Osman Engin Die Corona-Chroniken: Die guten Corona-Vorsätze
Osman Engin ist Satiriker in Bremen. Er liest seine Geschichten im Radio bei Cosmo unter dem Titel „Alltag im Osmanischen Reich“. Sein Longseller ist der Krimi „Tote essen keinen Döner“ (dtv).
Alle Jahre wieder nehme ich mir am Anfang des neuen Jahres vor, ein bisschen abzunehmen und irgendwie Sport zu treiben! Dieses Jahr muss ich coronabedingt sehr viel mehr abnehmen, und daran ist Frau Merkel schuld. Immer wenn die Bundeskanzlerin sagte: „Osman, geh bloß nicht raus! Bleib zu Hause, schau in die Glotze´, hab ich mich sofort aufs Sofa vor dem Fernseher gelegt und einen Börek nach dem anderen gegessen.
„Osman, auch wenn Frau Merkel es nicht gern sieht, du musst mal raus“, meint Eminanim. „Sonst wird dein Coronabauch noch größer.“
Also gehe ich ziemlich widerwillig auf die Straße und werde kalt erwischt!
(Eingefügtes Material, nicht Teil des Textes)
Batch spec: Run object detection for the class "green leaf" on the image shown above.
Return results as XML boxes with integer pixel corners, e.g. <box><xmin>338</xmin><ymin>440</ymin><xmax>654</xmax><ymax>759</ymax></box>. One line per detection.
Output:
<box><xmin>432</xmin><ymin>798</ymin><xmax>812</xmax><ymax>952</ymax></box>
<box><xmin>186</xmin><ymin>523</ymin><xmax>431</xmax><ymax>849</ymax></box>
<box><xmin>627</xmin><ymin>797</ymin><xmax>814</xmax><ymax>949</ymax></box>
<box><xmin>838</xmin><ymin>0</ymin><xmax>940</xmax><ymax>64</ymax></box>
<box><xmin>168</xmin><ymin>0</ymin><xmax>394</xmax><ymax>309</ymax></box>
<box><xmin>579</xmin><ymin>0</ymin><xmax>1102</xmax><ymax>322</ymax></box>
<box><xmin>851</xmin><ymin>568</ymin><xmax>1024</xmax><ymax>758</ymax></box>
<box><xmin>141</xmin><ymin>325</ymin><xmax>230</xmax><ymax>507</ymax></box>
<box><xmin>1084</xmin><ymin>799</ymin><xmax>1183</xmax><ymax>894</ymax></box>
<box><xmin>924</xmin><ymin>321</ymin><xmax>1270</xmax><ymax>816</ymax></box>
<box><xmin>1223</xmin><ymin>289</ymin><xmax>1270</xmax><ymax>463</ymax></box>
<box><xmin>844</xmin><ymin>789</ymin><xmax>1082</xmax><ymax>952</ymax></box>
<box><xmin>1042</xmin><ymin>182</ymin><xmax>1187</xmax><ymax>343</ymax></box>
Nein, nein, nicht von Frau Merkel oder von Söder, sondern von dieser schrecklichen Mitleif-Kreisis! Auf riesigen Plakatwänden sehe ich alle zwei Meter gut gebaute, tadellose, nackte Männer mit Waschbrettbauch, die mir super gelaunt zurufen: „Du nicht, Osman! Du kannst machen, was du willst, du wirst nie so schlank wie wir! Überleg dir doch lieber ganz andere Vorsätze fürs neue Jahr vor, Alter!“
Am Abend sehe ich im Fernsehen einen 20-Jährigen, der ein großer Fußballspieler geworden ist, wodurch sein Vater Millionen bekommt. Was macht dagegen mein kommunistischer Sohn Mehmet? Mit 25 Jahren studiert er immer noch irgendwas und pumpt mich ständig um Geld an!
„Osman, geh doch shoppen“, schlägt meine Frau vor. „Kauf dir bunte, schrille Kleider, lass dir einen richtig feschen Haarschnitt und eine völlig abgedrehte Haarfarbe verpassen. Danach geht’s einem doch besser!“
Verzweifelt wie ich bin, probiere ich’s natürlich sofort aus. Aber mein Seelenzustand verbessert sich nicht entscheidend. Obwohl mir die grüne Igelfrisur und die rote Lederhose eigentlich nicht schlecht stehen.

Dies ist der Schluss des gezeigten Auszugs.